In Python neo4j.Result.to_df() slow conversion to pandas df (for very small result)

Hi all,

I am interfacing with my Neo4j DBMS from Python using the GraphDatabase driver.

I am running a cypher running personalized page rank on a graph projection and returning a single value. This occurs fast enough (~0.8s for a graph with about 12k nodes and 200k edges).

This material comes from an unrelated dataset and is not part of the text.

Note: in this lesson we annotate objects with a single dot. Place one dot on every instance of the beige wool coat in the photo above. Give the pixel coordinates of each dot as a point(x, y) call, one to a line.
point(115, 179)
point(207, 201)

Somehow, converting to a panda data frame, this takes ~70s. (Neo4j v 5.23.0)

This is my code snippet:

import neo4j
from neo4j import GraphDatabase

driver = GraphDatabase.driver(NEO4J_URI, auth=(NEO4J_USERNAME, NEO4J_PASSWORD))
n4j = driver.session(database=NEO4J_DATABASE)

cypher_1 = """
MATCH (g:Gene{name:$excluded_source})
RETURN id(g) AS excluded_source_id
"""

cypher_2 = """
MATCH (crc_genes:Gene{source:'TCGA'}) WHERE crc_genes.name <> $excluded_source
WITH crc_genes
CALL gds.pageRank.stream($graph_proj_name, {
dampingFactor: 0.85,
maxIterations: 20,
sourceNodes: [id(crc_genes)]
}) YIELD nodeId, score
WHERE nodeId = $excluded_source_id
WITH gds.util.asNode(nodeId) AS node, SUM(score) AS score
RETURN COALESCE(node.name, node.ENSP) AS gene_identifier, score
"""

# Cypher returning node ID of gene of interest
result_1 = n4j.run(cypher_1, excluded_source = EXCLUDED_SOURCE, graph_proj_name = PROJECTION_NAME_1)

excl_source_id = neo4j.Result.to_df(result_1)

EXCLUDED_SOURCE_ID = excl_source_id.loc[0, "excluded_source_id"]

# Cypher calculating personalized page rank
result_2 = n4j.run(cypher_2, excluded_source = EXCLUDED_SOURCE, graph_proj_name = PROJECTION_NAME_1)

# Line that takes over a minute to run!
df = neo4j.Result.to_df(result_2)

The output looks something like this:

print(df)
 gene_identifier     score
 0           APC  0.093877

In the past (a different graph), this has taken fractions of a second:
Neo4j v 5.21.0 and a smaller graph - 1.3k nodes and 19k edges.
Edit: With the smaller graph, the line also runs quickly in v 5.23.0.

Why is it taking so long? I have tried returning just the score as a float; I also tried filtering before RETURN within the cypher, as you see in the code, but this changes nothing.

Any help is appreciated.

The difference between the operations performed on the two graphs (slow and fast at converting to df) was not only in size but more importantly the number of sources I used for personalized page rank.

In the end this made the algorithm slower. What is still unclear is why only upon execution of neo4j.Return.to_df() is this observed. My guess is that n4j.run(cypher) does not run but queue the command to be run?